TechWhirl (TECHWR-L) is a resource for technical writing and technical communications professionals of all experience levels and in all industries to share their experiences and acquire information.
For two decades, technical communicators have turned to TechWhirl to ask and answer questions about the always-changing world of technical communications, such as tools, skills, career paths, methodologies, and emerging industries. The TechWhirl Archives and magazine, created for, by and about technical writers, offer a wealth of knowledge to everyone with an interest in any aspect of technical communications.
Subject:Re: extra words: unnecessary or educational? From:"Robert Plamondon" <robert -at- plamondon -dot- com> To:"'TECHWR-L'" <techwr-l -at- lists -dot- raycomm -dot- com> Date:Thu, 28 Aug 2003 07:03:13 -0700
The problem with extra words is that they open extra cans of worms, which
then must be dealt with. The solution is generally to decide what it is
that you're trying to get across, and to say only that.

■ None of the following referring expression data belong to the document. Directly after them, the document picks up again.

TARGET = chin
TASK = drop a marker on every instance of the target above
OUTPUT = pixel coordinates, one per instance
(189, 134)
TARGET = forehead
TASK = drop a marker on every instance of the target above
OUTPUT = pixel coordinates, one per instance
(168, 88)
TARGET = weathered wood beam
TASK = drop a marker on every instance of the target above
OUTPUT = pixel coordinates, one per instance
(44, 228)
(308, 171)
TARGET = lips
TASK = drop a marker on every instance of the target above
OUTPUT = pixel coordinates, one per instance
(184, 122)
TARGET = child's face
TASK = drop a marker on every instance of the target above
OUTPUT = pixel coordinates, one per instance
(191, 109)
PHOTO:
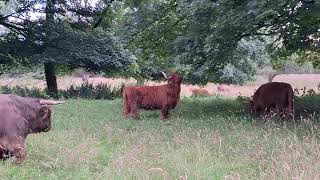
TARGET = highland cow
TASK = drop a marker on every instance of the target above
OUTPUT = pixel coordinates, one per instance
(20, 116)
(276, 96)
(164, 97)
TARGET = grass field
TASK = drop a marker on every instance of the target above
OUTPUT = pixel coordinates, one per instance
(205, 138)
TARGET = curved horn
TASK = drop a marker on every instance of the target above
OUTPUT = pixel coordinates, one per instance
(164, 74)
(50, 102)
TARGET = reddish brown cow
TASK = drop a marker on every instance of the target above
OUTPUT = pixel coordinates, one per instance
(276, 96)
(20, 116)
(163, 97)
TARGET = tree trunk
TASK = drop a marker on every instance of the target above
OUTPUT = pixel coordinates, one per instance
(49, 67)
(272, 76)
(50, 72)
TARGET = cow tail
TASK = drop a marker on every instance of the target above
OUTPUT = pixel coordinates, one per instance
(122, 88)
(291, 102)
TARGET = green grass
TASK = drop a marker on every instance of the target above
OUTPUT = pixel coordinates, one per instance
(205, 138)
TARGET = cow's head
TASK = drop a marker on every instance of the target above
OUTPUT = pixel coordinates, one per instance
(42, 121)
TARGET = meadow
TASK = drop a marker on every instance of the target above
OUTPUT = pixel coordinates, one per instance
(205, 138)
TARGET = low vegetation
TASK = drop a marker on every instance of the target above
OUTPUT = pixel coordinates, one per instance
(85, 90)
(209, 138)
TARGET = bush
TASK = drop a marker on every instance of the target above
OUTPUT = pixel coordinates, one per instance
(86, 91)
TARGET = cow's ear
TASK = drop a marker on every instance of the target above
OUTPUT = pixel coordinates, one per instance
(44, 112)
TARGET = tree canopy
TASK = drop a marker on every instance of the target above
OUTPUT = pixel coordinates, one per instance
(59, 32)
(202, 37)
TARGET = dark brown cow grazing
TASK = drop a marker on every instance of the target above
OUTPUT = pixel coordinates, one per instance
(163, 97)
(276, 96)
(20, 116)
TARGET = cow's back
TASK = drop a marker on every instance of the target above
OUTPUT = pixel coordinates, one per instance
(273, 94)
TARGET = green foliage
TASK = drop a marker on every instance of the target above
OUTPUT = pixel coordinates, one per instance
(200, 38)
(89, 91)
(85, 91)
(65, 41)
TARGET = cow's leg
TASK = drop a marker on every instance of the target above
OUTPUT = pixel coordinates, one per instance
(164, 113)
(18, 150)
(126, 109)
(135, 111)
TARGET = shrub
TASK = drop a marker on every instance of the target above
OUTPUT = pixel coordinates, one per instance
(86, 91)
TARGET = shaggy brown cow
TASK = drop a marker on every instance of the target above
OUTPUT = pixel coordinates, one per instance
(20, 116)
(276, 96)
(163, 97)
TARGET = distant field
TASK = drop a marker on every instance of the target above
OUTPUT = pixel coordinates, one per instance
(310, 81)
(206, 138)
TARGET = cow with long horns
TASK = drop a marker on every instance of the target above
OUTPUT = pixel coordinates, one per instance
(164, 97)
(20, 116)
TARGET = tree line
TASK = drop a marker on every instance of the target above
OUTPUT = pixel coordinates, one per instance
(204, 40)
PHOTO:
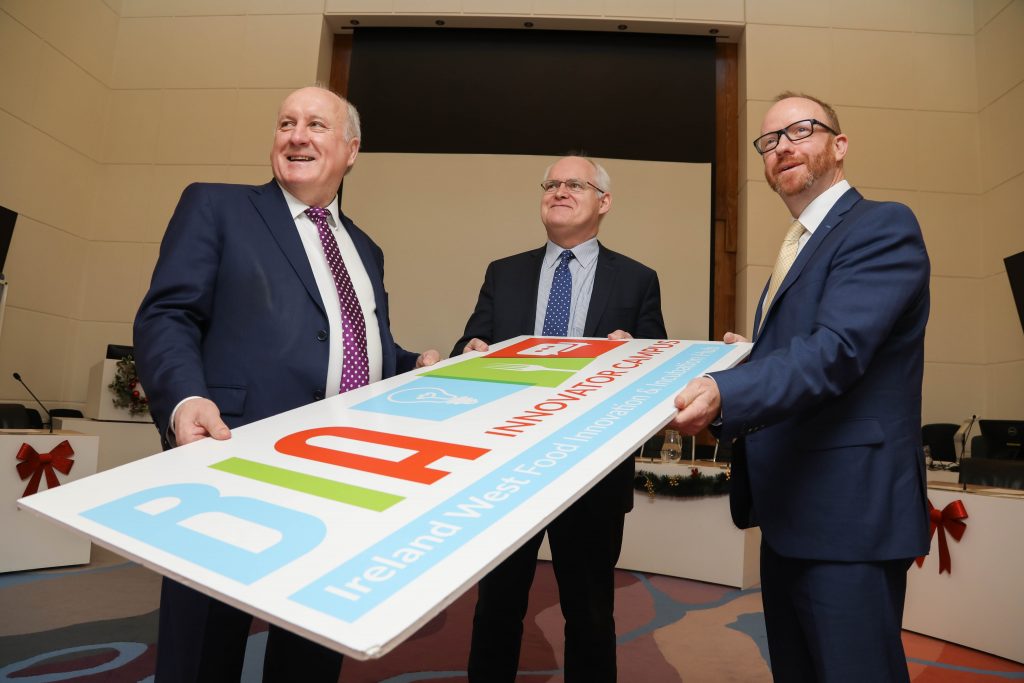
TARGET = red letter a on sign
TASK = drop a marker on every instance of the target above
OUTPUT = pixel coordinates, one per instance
(411, 468)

Additional MATERIAL can be a good thing, where you give examples, diagrams,
tables, equations, photographs, or whatever illustrates the point you're
trying to make. But it's rare for technical writing to suffer from excessive
focus. It's more typical for the text to be unfocused, raising lots of
issues in the reader's mind that are never dealt with properly.
All in all, I prefer:
"Your workstation's transfer program copies files to and from remote
systems."
to:
>A
>When you access the transmission program from a connected workstation, you
>can transfer files from the system's hard disk to the workstation or in
>the reverse direction (from workstation to hard disk).
In addition to being shorter, it avoids the following issues in the
original:
1. Both the "workstation" and the "system" are systems. Confusing.
2. In the original, it's not really clear where the user sits. At the
workstation? At the "system"? Does he have to shuttle between both?
3. The location of the transfer program is also vague. The user presumably
launches a workstation-resident transfer program and uses it to communicate
with the "system."
4. Both the "workstation" and the "system" presumably have hard disks, but
only the "system's" hard disk is mentioned. Why? Does the specific mention
of "hard disks" mean that the transfer program can't move files to RAID
arrays, floppy disks, RAM disks, network disks, Flash disks, etc.? Better to
drop the mention of hard disks than to open this can of worms.
5. "Copy" is more precise than "transfer." The implications of "copy" are
that the original file is left in place, and a new copy is made on the
target system. The implications of "transfer" and "move" are that the file
exists in only one place at a time. These terms are widely abused, but the
implications remain nonetheless.
6. The phrase, "a connected workstation" is clumsy and vague. If all we
mean is that both systems need network connections, this is the expected
case these days (definitely so for workstations; less so for PCs), and
probably should not be mentioned in an introductory sentence.